И от ненависти, конечно.
Тут даже не совсем было уместно слово «устал». Он не устал — ему надоело. Слишком уж много на эту ненависть уходило душевных сил. Запас моральных дров у него был большой, хватило на много столетий, но потом они ожидаемо стали заканчиваться, и пришлось топить костёр ненависти абы чем. Огорчение там, тоска по жене (ну чего мерзким деткам стоило сбросить Рею в Тартар? Ну нет ведь, не сбросили), гнев уже и не только на упрямых детей, но и на себя, идиота, который не просчитал, не подумал, не догадался и, получается, сам накликал себе пророчество, от которого пытался спастись. Потом этот мусор тоже начал заканчиваться, и, пошарив в своих ментальных закромах, Крон попытался подбросить в огонь ненависти чувство вины, перемешанное с осознанием собственного идиотизма, но эта смесь не очень хотела гореть — а больше ничего, собственно, в закромах не оставалось.

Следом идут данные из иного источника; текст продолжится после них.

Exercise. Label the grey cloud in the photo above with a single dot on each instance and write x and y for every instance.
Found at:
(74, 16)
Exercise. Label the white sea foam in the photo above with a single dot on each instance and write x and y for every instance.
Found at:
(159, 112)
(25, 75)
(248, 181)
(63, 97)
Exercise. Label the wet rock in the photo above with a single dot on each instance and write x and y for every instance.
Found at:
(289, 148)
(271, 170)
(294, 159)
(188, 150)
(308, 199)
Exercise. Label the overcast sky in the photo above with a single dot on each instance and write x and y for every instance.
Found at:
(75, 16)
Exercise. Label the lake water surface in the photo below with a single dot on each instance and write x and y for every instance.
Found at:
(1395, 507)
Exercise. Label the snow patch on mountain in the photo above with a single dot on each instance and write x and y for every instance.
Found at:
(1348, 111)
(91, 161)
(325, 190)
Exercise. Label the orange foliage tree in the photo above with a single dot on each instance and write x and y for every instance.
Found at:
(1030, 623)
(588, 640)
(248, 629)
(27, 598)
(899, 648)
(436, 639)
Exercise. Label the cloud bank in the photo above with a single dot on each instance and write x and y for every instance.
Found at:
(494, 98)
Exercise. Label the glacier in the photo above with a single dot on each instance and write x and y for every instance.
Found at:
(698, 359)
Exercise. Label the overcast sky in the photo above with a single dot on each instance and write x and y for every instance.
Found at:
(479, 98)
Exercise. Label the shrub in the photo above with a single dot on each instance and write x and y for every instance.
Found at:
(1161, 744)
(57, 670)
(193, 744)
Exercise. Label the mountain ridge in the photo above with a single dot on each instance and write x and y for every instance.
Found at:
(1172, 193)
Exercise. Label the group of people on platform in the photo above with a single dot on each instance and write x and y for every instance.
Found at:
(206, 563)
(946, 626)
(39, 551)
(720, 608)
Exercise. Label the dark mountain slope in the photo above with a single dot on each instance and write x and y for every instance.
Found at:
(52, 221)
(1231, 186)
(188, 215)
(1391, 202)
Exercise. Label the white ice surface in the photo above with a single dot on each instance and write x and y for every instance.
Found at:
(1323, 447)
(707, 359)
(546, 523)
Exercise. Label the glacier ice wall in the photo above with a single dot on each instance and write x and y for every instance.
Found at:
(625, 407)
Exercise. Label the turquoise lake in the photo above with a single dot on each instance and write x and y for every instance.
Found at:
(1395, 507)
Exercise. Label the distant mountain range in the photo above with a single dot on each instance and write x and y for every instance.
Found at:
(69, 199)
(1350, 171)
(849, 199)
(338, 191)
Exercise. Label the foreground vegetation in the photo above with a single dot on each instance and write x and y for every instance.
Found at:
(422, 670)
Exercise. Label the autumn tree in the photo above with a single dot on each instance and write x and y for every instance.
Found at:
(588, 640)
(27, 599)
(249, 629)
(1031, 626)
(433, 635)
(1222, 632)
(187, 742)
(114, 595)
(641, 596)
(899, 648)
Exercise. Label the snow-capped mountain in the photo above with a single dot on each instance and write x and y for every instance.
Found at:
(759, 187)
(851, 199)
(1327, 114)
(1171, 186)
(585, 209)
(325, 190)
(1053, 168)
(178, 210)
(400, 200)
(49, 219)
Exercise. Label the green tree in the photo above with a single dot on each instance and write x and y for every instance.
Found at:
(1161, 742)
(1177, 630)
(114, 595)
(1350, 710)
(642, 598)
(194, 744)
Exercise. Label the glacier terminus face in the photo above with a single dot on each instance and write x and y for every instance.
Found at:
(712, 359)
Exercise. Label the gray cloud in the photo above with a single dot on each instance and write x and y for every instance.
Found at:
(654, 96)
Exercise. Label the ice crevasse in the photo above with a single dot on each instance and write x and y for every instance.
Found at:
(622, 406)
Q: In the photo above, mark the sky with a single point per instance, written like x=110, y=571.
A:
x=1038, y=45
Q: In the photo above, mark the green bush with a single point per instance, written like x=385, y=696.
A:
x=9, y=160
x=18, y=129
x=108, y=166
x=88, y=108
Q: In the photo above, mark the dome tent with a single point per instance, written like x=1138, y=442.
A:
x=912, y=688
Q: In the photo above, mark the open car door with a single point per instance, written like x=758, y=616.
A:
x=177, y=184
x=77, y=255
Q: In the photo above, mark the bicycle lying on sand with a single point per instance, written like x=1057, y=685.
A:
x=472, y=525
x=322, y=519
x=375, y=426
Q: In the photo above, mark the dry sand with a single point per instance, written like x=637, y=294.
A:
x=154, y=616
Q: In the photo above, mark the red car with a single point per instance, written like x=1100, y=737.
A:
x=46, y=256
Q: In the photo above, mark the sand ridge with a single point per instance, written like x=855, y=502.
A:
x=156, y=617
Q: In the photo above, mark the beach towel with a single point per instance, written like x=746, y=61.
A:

Поэтому когда его старший сын вдруг явился к вратам Тартара с тремя отрубленными головами мойр, снял свою печать и швырнул их внутрь (три печати Кронидов снимались на выход, а для запихивания кого-нибудь внутрь было достаточно снять одну), и сопроводил это странное действие шизофренической речью, вяло чадивший костёр окончательно догорел.
И только не прогоревшие в огне ненависти остатки сожаления и вины уныло валялись на пепелище.
Еще бы ему не затухнуть. Тот бред, который нес тогда его сын, впечатлил даже некоторых, особо сентиментальных титанов — а уж веселые ребята гекантохейры, которые до этого держались обособленно и старательно отыгрывали тюремных охранников, поползли выражать ему, Крону, сочувствие. Не то по причине мойр, не то по причине наличия у него таких вот оригинально мыслящих сыновей.
Потому как Аид заявил, не много не мало, что вот, эти мойры — виновницы их семейных проблем, и если бы они не напряли им идиотских пророчеств (не иначе как от желания поразвлечься), они, может, мирно жили бы всей семьей, и Крон никого бы не глотал. Поэтому вина за случившееся, по сути, лежит на нём далеко не вся. И пусть Аид до сих пор не простил (и, конечно же, никогда не простит) сожравшего его отца, глупо игнорировать то, что им просто манипулировали. Вот эти вот дохлые мойры, излишне вдохновленные своей обожающей кровожадные развлечения матерью.